All three of you.
Let's do a collaborative post about looksism in opera! I want you to post videos in the comments of performances by people who are very attractive but simply not up to the part. These must be productions on a professional level, at least at the regional opera company level--not student or community productions, where one expects to hear singers who are still learning.
The purpose of this exercise is not to mock or belittle anyone. We are not mouse-potato experts on YouTube. This is about how vocal excellence has been sacrificed for looks in the age of television.
If you can't find a video clip of such an unfortunate casting--and that's understandable, because who would want to post something mediocre?--then tell us a story. Tell me about an attractive singer who didn't do the job.
5 comments:
I would like to post a video of Katherine Jenkins singing the Habanera of Carmen.
Unfortunately I don,t seem to be able to do it properly.
httpv://www.youtube.com/watch?v=7a7yb3dWhJs
Well, Zurga, Katherine Jenkins is someone popular in a genre I call PBS classical. Someone beautiful, who has classical training as a singer, who sells CDs of arias and crossover hits, who has become popular with the people who become members of public television stations in the US (I'm not sure how to explain that to people in other lands). You and I both seem to view such people's careers with distaste, resenting the commercial success they achieve when so many other worthy artists languish without the same kind of marketing success.
However, that is not the sort of artist I mean to talk about in this post.
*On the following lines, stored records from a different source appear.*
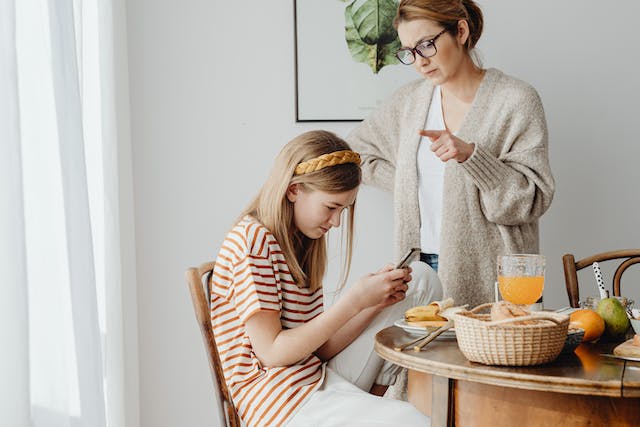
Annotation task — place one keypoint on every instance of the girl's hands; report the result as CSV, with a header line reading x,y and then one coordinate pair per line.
x,y
447,146
386,287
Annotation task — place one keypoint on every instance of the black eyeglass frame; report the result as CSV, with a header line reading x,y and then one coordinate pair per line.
x,y
414,50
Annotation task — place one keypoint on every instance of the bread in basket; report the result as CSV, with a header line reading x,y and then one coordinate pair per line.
x,y
509,342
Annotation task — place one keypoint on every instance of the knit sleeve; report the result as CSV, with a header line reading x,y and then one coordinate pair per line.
x,y
376,140
517,186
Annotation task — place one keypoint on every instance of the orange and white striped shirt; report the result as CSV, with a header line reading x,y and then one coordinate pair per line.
x,y
250,275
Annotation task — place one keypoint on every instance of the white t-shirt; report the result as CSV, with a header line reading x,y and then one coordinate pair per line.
x,y
430,181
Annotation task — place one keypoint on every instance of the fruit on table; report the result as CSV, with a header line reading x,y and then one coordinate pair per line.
x,y
615,317
592,323
423,312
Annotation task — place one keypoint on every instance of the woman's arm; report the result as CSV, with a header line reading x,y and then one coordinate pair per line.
x,y
517,187
336,327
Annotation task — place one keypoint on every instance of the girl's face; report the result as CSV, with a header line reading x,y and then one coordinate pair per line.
x,y
315,212
450,56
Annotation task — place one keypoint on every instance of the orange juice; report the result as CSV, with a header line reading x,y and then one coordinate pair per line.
x,y
521,289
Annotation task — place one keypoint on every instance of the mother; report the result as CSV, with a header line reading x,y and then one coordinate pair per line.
x,y
464,151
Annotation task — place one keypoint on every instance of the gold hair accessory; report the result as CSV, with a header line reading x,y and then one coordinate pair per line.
x,y
326,160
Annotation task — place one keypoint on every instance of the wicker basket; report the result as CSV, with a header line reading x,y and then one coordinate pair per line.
x,y
504,343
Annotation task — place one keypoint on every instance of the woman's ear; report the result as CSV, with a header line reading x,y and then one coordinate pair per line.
x,y
463,32
292,192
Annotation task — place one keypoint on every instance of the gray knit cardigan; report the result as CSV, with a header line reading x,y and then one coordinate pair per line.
x,y
491,202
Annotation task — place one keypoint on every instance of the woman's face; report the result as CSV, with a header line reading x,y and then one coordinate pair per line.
x,y
450,56
315,212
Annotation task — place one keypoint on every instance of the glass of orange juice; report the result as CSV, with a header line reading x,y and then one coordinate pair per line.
x,y
521,277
For one thing, the clip you suggested was a concert excerpt, not an opera excerpt. In fact, I don't think KJ has done much opera. An example of what I mean could have been illustrated by a video I considered including, showing a tenor who looked like David Hasselhof singing "Ah mes amis!" creditably, but not really well. I then found other clips of the same tenor singing much better. I decided against posting the video.
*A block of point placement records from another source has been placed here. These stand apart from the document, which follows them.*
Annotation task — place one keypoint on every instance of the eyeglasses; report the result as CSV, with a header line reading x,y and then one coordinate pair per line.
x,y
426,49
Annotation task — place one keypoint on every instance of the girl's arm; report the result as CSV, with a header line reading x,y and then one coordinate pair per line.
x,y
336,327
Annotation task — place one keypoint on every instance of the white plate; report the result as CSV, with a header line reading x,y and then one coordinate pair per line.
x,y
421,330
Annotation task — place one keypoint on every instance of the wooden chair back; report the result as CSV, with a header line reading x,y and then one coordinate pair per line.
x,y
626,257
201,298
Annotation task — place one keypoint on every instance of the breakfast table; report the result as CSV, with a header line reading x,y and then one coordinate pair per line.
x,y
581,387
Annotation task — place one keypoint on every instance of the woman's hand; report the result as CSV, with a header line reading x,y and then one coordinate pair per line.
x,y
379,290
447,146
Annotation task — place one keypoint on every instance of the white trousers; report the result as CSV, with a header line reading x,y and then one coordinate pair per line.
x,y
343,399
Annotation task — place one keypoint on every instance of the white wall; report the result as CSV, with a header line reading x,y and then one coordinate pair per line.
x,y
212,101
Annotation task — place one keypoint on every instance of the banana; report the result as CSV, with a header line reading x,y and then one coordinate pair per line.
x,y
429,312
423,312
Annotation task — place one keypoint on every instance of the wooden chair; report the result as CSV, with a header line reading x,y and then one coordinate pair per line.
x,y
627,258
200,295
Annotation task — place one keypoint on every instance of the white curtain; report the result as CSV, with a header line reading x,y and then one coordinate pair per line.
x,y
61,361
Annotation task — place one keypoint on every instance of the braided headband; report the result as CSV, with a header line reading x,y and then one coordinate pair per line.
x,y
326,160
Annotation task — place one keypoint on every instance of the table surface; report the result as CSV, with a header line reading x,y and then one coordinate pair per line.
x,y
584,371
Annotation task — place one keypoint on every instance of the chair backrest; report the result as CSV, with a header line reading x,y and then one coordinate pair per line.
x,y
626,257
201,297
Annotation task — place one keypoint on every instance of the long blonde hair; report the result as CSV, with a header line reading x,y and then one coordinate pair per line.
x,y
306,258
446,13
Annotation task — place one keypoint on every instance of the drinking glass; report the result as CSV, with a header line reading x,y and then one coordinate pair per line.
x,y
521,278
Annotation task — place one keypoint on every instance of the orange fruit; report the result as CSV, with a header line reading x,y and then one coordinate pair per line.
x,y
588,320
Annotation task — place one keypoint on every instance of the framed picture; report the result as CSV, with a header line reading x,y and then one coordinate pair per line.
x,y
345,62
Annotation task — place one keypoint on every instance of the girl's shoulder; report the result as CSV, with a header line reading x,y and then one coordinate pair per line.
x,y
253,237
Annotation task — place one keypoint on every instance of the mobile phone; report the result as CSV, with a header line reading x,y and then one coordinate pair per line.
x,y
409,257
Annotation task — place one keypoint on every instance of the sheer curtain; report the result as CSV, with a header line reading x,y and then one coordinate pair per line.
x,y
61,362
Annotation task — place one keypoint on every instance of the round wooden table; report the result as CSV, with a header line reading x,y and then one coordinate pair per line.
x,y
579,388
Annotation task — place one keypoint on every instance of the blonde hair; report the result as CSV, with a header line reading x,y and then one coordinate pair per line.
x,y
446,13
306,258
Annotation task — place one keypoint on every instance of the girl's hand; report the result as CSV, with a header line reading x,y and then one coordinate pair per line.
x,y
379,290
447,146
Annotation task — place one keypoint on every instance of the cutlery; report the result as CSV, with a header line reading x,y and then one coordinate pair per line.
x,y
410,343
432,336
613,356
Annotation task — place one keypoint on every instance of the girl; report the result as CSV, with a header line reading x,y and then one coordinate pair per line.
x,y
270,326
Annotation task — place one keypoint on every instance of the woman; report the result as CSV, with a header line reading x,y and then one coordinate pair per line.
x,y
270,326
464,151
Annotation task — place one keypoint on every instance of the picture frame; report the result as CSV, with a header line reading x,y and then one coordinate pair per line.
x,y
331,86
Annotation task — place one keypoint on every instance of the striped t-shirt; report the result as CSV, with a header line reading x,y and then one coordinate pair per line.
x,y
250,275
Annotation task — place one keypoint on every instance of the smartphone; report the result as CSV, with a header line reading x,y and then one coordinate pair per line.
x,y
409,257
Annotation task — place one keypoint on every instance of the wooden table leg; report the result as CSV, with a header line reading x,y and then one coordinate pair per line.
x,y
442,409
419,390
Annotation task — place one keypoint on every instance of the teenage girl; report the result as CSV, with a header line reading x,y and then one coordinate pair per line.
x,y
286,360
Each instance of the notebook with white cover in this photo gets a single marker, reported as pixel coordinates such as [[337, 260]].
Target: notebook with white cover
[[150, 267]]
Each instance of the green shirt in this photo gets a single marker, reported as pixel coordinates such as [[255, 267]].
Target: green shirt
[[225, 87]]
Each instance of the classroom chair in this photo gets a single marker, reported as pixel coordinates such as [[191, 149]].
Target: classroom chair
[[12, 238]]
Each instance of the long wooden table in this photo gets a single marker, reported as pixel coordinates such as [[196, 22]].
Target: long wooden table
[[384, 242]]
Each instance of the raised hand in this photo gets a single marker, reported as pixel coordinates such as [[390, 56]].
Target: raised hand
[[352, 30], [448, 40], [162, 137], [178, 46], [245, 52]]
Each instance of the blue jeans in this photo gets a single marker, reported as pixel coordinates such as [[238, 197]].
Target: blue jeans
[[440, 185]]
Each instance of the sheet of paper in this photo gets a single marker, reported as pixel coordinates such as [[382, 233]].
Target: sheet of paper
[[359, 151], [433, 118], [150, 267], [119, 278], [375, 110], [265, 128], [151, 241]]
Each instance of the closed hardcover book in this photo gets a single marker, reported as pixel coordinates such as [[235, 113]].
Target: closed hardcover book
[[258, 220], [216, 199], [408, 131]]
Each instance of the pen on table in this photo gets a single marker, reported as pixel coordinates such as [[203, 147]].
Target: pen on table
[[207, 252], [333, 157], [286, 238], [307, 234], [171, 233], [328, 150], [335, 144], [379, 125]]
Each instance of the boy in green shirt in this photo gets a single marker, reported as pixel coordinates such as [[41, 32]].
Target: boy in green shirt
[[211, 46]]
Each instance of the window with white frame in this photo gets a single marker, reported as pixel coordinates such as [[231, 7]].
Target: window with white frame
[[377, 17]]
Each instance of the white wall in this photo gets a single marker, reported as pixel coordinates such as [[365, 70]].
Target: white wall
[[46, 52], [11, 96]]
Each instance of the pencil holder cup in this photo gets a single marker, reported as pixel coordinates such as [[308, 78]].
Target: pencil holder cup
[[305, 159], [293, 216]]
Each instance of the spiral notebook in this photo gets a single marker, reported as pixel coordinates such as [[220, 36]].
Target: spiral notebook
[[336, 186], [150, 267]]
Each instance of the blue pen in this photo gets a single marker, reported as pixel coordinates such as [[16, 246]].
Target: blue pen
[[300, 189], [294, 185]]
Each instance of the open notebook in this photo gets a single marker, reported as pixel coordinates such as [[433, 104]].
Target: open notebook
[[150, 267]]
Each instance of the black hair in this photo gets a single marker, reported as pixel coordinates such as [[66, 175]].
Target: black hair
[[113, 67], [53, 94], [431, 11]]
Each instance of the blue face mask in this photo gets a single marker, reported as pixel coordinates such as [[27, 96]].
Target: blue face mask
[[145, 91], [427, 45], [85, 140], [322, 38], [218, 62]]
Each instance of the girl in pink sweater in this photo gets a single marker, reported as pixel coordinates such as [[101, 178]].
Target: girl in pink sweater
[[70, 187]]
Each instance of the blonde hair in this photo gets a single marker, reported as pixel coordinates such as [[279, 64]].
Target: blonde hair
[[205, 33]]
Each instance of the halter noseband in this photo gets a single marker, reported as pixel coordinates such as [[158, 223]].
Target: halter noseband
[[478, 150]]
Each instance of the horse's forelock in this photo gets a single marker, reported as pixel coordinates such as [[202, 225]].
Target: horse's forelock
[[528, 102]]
Thank you Taminophile, I understand.
Late to the challenge, but I've been mulling it! I think I must have been very fortunate in that I haven't, so far, been to a performance where I felt that, definitely, a particular singer who underperformed had been chosen for looks. I will say though that NYCO's production Don Giovanni bothered me because its concept seemed to rely heavily on ALL of its singers being fit and attractive. (I also felt that it read counter to the libretto WITHOUT presenting a particularly profound/coherent concept of its own. It did get rave reviews, I know... I was just less than thrilled. I was actually surprised by the director's comments in this video because I didn't see those views in the production. Sigh.)
So here are the supposed values of the production http://www.youtube.com/watch?v=cSNoJ1pyI_A and here is a behind-the-scenes video with the attractive cast. http://www.youtube.com/watch?v=A04mNM_jcbM. No singer was less than adequate (and I thought Giovanni was great), but the range of vocal excellence seemed wider than the variation in levels of fitness and pulchritude. Sigh.
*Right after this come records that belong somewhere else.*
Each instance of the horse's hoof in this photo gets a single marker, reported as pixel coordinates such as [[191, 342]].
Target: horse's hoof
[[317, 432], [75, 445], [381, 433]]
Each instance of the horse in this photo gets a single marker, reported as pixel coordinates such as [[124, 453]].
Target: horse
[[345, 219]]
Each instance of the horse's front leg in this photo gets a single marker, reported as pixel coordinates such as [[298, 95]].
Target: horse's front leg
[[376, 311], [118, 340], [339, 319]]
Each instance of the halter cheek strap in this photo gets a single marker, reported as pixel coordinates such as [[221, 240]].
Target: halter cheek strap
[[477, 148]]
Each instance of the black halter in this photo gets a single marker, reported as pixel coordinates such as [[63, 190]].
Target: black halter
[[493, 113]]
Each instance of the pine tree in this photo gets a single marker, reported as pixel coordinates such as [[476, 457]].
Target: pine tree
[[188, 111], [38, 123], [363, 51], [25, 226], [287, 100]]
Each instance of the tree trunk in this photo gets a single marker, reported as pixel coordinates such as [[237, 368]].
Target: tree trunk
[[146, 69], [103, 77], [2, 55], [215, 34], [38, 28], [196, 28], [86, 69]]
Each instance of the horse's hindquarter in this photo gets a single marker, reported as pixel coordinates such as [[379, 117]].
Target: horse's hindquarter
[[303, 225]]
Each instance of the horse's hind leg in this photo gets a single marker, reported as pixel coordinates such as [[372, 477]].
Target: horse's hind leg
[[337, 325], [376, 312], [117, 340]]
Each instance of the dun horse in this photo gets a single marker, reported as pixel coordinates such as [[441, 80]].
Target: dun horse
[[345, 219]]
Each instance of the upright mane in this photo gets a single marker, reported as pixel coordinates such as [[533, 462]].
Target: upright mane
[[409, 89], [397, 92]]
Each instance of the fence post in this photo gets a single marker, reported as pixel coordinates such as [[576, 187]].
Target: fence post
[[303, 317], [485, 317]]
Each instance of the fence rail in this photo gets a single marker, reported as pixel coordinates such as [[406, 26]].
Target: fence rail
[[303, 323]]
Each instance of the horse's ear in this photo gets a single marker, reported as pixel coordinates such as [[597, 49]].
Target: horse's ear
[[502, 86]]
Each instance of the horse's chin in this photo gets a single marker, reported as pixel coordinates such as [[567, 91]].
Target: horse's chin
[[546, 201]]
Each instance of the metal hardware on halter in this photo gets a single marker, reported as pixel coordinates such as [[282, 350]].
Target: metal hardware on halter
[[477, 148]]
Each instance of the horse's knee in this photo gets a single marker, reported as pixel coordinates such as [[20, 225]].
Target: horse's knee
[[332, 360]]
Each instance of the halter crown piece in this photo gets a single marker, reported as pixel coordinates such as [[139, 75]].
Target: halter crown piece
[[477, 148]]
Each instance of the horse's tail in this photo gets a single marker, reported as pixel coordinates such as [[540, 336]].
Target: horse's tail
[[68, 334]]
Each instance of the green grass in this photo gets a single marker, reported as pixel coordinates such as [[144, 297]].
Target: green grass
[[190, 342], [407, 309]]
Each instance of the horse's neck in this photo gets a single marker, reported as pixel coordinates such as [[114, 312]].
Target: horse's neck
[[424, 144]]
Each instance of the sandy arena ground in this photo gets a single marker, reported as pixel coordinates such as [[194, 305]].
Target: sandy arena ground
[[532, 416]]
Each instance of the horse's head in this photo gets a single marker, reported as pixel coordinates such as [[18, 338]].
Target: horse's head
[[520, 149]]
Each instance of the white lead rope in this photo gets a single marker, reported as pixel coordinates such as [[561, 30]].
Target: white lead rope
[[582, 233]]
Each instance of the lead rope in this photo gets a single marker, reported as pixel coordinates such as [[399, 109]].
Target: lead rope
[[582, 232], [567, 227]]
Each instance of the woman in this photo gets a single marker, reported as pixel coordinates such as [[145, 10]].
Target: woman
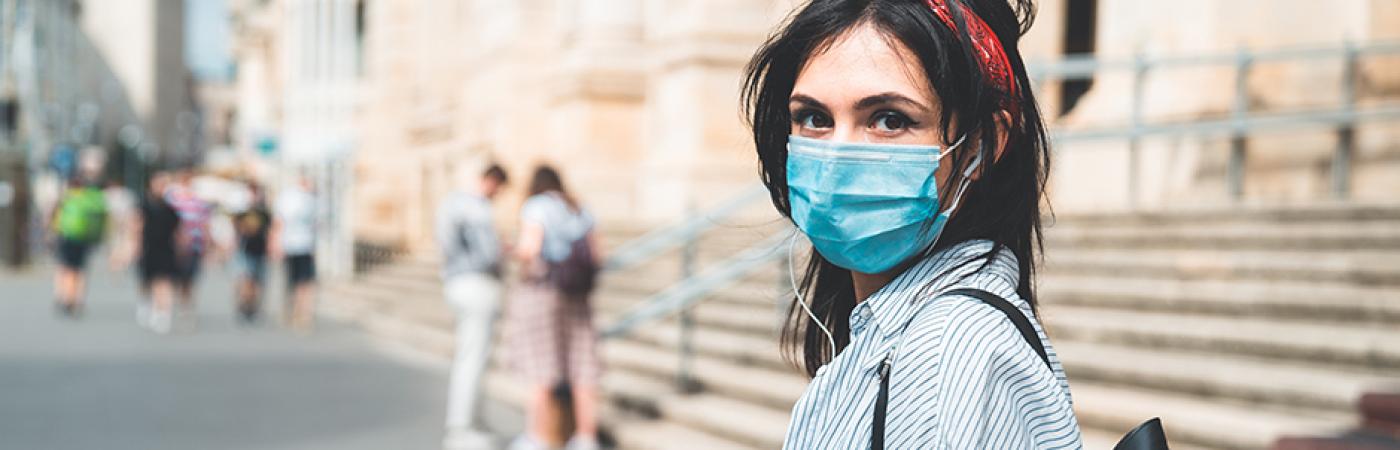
[[903, 139], [552, 324]]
Ah, yes, I wish I'd seen that production. Updating opera settings is another topic, but I totally understand what you say about the beauty of every cast member. In a thread about ageism in opera I read just today, someone mentioned that the apparent trend toward exclusively young and beautiful people in opera supports misconceptions about the maturity required to sing and/or act certain roles. Not to mention the fact that the people with the vocal goods to sing some of these roles, even if they're very fit, are simply not going to be be size 0 dancer chicks or 125-lb boys.